Birmingham faith groups launch community-led climate action project

A new collaboration between Muslim Bahu Trust, Birmingham Council of Faiths’ Footsteps and climate solutions charity Ashden, will receive £200,000 over three years from the Esmée Fairbairn Foundation to build the capacity of Birmingham faith groups to engage in community led climate action in disadvantaged areas of the city, and to share the learning widely.

The Birmingham Faith Climate Action Partnership (BiFCAP) will link the role that many places of worship play in their local communities with the need to take urgent action to address the environmental and climate crisis we face. The collaboration will build on the key roles that Birmingham faith communities played during the Covid pandemic and lockdown as vaccination and food distribution centres. It will also build on the way in which care for the natural environment and fellow human beings are central to many faith beliefs.

This new project will be working with and supporting community-led climate action and environmental projects that respond to local needs and concerns involving energy saving measures for homes, connecting communities to the natural environment, sustainable travel, and food. It will be seeking to empower local communities to make change and aim to contribute to shifting power to communities.

“The grant will be a game-changer for faith group climate and environmental action in Birmingham. It brings together Bahu Trust’s experience of working in disadvantaged areas of Birmingham and Footsteps’ record of delivering interfaith activities, with Ashden’s experience and ability to share experience across the UK.”

Kamran Shezad, Bahu Trust

“The Partnership is a natural next step in Footsteps’ work to bring faith groups in Birmingham together, to respond to the challenge of moving to a low carbon future following the 2015 Paris Climate Agreement.”

Ruth Tetlow, BCF Footsteps’ President

“Birmingham has a strong tradition of the faith communities working together when faced by crises to build stronger, more inclusive communities. The project and Esmee funding provide a major opportunity to enable Birmingham’s faith communities take effective climate action and then share learning across the UK.”

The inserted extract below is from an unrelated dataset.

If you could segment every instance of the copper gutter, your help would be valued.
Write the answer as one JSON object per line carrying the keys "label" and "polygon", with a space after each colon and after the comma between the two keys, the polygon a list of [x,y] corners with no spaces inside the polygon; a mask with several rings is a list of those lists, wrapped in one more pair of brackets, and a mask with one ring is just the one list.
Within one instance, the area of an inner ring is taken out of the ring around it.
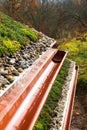
{"label": "copper gutter", "polygon": [[67,52],[50,48],[0,97],[0,130],[32,130]]}
{"label": "copper gutter", "polygon": [[74,105],[77,77],[78,77],[78,66],[75,66],[75,69],[73,72],[73,77],[71,80],[70,90],[69,90],[68,96],[67,96],[61,130],[70,130],[70,123],[71,123],[72,111],[73,111],[73,105]]}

Dr Peter Rookes, Birmingham Council of Faiths’ trustee

The Esmée Fairbairn Foundation is one of the UK’s largest independent funders. Founded in 1961 by Ian Fairbairn and named after his wife who was killed in World War II, the grant is part of the Foundation’s Creative, Confident Communities work to strengthen the bonds in communities and help local people to build vibrant, confident places where they can fulfil their creative, human, and economic potential.